The group said that circumvention of antidumping and duties on Chinese solar products has “hobbled the U.S. industry, eviscerated our supply chains, and put our clean energy future at risk.”
Ship, rail, or air freight
Shibles, who spent 11 years as a CBP lawyer, said during the webinar that the detention does not prevent the product from being exported away from the U.S. And she said that product can be identified regardless of how it enters the U.S., whether by ship, rail, or air freight. She said that CBP likely will use a wide range of sources to identify potential companies and products, including non-governmental organizations, press reports, the U.S. Department of Labor, as well as international partners.
Nathan Picarsic of Horizon Advisory said that the solar industry is “woefully behind” both the agriculture and apparel industries when it comes to preparing for and responding to WRO enforcement.
Companies in other industries have dedicated teams that monitor for and act to mitigate CBP enforcement risk, he said.

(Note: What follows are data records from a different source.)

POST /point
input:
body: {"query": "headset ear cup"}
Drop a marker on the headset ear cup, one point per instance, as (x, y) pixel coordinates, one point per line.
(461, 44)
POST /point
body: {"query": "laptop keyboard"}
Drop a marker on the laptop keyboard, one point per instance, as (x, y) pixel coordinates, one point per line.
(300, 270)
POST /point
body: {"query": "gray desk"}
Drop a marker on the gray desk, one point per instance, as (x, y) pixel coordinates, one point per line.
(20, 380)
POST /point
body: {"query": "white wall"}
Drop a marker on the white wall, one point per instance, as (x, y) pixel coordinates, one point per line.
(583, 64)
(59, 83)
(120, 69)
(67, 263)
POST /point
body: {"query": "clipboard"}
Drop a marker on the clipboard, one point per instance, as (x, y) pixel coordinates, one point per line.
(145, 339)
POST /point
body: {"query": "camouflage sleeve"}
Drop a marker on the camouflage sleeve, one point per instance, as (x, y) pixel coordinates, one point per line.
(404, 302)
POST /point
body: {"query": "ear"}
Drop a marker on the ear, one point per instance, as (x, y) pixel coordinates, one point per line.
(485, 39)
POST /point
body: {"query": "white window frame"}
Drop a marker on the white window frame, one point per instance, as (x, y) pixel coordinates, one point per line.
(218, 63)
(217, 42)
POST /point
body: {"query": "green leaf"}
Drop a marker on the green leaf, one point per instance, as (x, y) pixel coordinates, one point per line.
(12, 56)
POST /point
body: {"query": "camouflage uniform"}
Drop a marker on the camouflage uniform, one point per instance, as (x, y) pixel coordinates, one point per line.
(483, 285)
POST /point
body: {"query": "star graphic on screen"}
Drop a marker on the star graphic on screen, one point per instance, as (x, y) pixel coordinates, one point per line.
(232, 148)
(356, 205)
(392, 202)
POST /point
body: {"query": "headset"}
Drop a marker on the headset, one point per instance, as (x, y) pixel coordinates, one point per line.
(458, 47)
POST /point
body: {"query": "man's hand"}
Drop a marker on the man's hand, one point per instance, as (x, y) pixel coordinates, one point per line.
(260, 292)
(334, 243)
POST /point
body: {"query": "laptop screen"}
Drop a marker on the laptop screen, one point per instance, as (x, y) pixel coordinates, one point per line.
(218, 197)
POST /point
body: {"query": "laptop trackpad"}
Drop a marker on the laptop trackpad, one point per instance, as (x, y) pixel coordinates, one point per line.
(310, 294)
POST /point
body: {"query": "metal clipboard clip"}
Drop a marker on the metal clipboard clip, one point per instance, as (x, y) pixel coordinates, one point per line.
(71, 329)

By contrast, the solar industry largely has had little recognition of similar risk indicators. “The reality is baked in to the agriculture and apparel” industries, he said.
The solar industry has made some progress since the beginning of the year to improve supply chain traceability, said Andy Klump with Clean Energy Associates. For example, the Solar Energy Industries Association earlier this year published a supply chain traceability protocol.
And, companies can avoid CBP detention by shifting supply chains away from potential conflict regions.
pv magazine reported August 18 that JinkoSolar had signed a five-year, $1.86 billion agreement to buy 70,000 tons of PV module raw material polysilicon from German producer Wacker. The polysilicon manufactured at Wacker sites in Germany and the U.S. will begin to be supplied in September and continue through December 2026.
Mojica said the move by Jinko may be an effective strategy to avoid the CBP dragnet.
“Suppliers who can provide documentation should have no issue” at the border, he said.
This article was updated on August 20 to clarify the source of information obtained from Jinko Solar.